E dizendo depois de outro lado: “meu Deus, eu Vos dou graças por me terdes dado aqueles que são menos do que eu porque para esses eu sou um conduto vosso. Vós vos dignais por meio meu, chegar até eles. E amo essa hierarquia e amo o lugar onde Vós me pusestes nessa hierarquia. Eu o amo de tal maneira, que se fosse de vossa glória, eu quereria ser o último; se fosse de vossa glória eu aceitaria de ser o primeiro, pedindo-vos para o ser de modo inteiramente abnegado, sem nenhum orgulho, sem nenhum apego, só por vossa glória. Vós me pusestes no meio. Eu vos agradeço Senhor, e fico como elo que une esses dois extremos e assegura assim a perfeição de Vossa própria imagem. Entre o muito pequeno e o muito grande, estou eu. E é com essa coesão do muito pequeno com o muito grande que especialmente brilha a vossa glória. Aqui estou eu para Vos prestar esse serviço. Louvado sejais.

Me parece que é inteiramente ordenado, inteiramente conforme à exposição de São Tomás de Aquino.

Então haveria aqui um exercício, dentro da linha que eu falei quinta-feira, exercício oposto, sobre o qual eu não devo me estender, mesmo porque falando, eu me deixei levar pela atração que o tema exerce sobre mim e falei um pouco mais do que eu queria. Mas o exercício oposto entra pelos olhos: sempre que se nota qualquer coisa de cacofônico, de chocante, de aberrante dentro do mundo moderno, nós procurarmos no que é que está negado ali o princípio da hierarquia.

É uma lindíssima coisa que cabe ali também, e que de algum modo está relacionada com todas as formas de aberração do mundo moderno, com todas as formas de torpeza do mundo moderno.

Então também aí, no exame de consciência, nós procurarmos ver se cada vez que uma coisa péssima dessa aparece diante de nós, nós notamos porque não notando, nos habituamos; nos habituando, acabamos de amar. Então se nós notamos, se nós detestamos, se nós oferecemos um ato de reparação a Nossa Senhora, se nós pedimos a destruição daquilo.

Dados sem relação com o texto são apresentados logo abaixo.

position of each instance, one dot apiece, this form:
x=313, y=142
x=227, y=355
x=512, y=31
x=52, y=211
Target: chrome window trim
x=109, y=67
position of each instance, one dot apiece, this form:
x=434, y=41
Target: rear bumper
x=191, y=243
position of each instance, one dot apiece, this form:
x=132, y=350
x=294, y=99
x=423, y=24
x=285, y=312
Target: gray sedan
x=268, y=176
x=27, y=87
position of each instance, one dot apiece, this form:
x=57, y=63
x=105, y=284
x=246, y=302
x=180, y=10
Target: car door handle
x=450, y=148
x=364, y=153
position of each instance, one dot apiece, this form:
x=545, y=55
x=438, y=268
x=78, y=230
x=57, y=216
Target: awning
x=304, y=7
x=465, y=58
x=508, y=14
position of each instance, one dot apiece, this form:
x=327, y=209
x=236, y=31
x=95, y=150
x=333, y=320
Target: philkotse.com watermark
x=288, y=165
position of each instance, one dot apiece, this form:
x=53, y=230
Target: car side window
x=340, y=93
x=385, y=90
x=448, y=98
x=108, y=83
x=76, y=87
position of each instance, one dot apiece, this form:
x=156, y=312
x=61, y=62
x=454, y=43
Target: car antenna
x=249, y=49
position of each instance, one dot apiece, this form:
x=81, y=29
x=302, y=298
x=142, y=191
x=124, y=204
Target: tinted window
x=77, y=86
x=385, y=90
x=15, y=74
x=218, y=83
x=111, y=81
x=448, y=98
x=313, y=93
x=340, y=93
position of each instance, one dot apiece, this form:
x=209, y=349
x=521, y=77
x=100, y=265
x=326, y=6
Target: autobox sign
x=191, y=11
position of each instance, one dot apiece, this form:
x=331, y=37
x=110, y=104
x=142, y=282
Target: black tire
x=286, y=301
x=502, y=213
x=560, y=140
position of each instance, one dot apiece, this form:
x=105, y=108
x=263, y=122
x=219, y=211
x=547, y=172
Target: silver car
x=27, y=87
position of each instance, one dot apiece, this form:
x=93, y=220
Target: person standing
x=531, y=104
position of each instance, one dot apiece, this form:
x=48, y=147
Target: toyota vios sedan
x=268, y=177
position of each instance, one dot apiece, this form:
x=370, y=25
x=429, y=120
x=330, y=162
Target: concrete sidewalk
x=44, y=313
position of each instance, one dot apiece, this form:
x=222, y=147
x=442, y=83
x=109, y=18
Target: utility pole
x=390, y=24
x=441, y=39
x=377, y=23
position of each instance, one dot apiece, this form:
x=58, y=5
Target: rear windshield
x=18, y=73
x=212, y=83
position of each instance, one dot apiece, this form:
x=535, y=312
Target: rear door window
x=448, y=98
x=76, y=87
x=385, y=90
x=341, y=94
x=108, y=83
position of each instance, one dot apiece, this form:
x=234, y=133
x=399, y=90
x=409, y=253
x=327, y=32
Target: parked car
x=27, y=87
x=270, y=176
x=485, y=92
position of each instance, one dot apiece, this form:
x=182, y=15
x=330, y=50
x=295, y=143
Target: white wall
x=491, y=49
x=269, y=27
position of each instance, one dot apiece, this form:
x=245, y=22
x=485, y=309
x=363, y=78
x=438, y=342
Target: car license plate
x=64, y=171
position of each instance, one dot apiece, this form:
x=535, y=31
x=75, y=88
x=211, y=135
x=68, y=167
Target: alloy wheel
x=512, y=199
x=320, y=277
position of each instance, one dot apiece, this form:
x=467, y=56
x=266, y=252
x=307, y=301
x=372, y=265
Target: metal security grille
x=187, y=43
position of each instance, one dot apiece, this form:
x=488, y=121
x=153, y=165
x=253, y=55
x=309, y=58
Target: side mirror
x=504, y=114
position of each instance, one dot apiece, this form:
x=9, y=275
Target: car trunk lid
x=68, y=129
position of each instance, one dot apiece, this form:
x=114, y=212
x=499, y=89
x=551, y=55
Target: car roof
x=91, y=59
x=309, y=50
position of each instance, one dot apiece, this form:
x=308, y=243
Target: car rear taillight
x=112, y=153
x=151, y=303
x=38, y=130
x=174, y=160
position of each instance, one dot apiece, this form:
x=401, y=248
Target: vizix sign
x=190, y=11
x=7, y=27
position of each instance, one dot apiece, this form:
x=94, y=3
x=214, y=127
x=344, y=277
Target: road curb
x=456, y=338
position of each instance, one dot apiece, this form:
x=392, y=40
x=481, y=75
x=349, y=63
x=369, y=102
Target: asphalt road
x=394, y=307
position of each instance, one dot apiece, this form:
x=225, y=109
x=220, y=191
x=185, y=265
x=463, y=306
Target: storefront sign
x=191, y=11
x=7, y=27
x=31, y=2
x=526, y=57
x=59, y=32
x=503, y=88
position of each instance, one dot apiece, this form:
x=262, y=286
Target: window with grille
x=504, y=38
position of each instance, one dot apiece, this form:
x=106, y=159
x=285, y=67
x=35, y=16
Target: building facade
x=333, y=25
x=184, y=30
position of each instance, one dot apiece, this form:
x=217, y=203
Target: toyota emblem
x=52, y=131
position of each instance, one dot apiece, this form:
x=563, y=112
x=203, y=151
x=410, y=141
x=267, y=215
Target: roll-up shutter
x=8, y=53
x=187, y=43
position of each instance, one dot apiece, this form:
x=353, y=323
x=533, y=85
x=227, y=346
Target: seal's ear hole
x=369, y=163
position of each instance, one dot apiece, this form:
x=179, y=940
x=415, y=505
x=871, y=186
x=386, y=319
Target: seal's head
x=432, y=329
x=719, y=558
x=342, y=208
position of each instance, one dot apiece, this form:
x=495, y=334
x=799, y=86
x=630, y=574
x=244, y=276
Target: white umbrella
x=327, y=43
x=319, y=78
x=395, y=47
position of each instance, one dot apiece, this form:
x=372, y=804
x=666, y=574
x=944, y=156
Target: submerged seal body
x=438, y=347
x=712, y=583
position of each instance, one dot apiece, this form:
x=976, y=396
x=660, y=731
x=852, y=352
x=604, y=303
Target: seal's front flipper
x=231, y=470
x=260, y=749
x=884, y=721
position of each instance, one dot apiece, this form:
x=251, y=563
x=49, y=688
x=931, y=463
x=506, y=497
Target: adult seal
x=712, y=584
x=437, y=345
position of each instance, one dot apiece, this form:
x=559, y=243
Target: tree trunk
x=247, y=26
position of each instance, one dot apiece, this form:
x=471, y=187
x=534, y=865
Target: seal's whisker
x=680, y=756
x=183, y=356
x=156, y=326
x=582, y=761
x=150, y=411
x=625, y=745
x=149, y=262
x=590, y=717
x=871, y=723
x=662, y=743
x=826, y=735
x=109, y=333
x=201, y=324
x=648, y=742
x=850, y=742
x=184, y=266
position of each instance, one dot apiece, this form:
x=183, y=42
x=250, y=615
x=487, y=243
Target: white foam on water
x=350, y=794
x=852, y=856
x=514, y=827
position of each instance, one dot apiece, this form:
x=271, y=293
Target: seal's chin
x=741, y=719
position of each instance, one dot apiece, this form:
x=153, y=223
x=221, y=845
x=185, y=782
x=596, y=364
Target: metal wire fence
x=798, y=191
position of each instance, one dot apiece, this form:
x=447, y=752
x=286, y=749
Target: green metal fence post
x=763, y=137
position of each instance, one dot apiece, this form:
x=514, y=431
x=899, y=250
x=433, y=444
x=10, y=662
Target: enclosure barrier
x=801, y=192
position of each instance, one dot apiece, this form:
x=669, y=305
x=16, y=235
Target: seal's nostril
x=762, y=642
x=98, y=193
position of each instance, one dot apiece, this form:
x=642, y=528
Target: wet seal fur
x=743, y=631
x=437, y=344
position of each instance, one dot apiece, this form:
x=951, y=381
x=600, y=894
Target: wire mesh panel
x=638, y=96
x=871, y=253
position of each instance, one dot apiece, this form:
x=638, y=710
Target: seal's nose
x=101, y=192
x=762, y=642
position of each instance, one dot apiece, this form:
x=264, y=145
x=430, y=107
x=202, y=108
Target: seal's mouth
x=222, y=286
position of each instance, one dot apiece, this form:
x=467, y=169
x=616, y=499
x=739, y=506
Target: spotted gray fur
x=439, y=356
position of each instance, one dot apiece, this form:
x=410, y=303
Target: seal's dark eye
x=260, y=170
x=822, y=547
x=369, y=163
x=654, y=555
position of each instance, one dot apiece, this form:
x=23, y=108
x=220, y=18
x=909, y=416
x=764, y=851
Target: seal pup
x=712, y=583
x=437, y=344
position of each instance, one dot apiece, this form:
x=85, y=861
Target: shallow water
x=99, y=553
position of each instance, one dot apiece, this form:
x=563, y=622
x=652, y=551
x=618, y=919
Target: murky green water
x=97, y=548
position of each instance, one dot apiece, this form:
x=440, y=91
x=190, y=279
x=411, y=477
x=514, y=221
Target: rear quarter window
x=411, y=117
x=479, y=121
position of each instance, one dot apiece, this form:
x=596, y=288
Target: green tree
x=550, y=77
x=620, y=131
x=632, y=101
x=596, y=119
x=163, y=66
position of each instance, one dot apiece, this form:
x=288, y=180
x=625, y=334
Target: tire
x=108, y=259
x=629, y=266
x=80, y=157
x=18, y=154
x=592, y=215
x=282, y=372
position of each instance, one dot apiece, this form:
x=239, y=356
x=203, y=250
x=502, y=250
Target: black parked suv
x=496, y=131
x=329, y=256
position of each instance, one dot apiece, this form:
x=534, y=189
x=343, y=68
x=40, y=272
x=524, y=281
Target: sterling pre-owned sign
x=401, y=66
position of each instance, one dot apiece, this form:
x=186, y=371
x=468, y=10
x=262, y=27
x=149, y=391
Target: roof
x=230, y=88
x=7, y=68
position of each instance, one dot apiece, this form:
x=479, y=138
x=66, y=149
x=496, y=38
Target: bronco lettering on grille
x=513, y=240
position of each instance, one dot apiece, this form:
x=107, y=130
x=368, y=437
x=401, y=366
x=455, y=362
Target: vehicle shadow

Aí estaria um esquema muito rápido de um dos aspectos característicos da vida espiritual conduzida segundo os ditames da TFP. Não segundo doutrinas inventadas por mim, mas como os senhores veem por esse pequeno trecho – há muitos outros de São Tomás de Aquino sobre isso  – como se os senhores veem por esse pequeno trecho que tem a vantagem de ser muito conciso, muito claro, muito didático; como os senhores veem por este pequeno trecho, baseado na melhor doutrina católica.

Com isso, a reunião está terminada e nós podemos encerrar.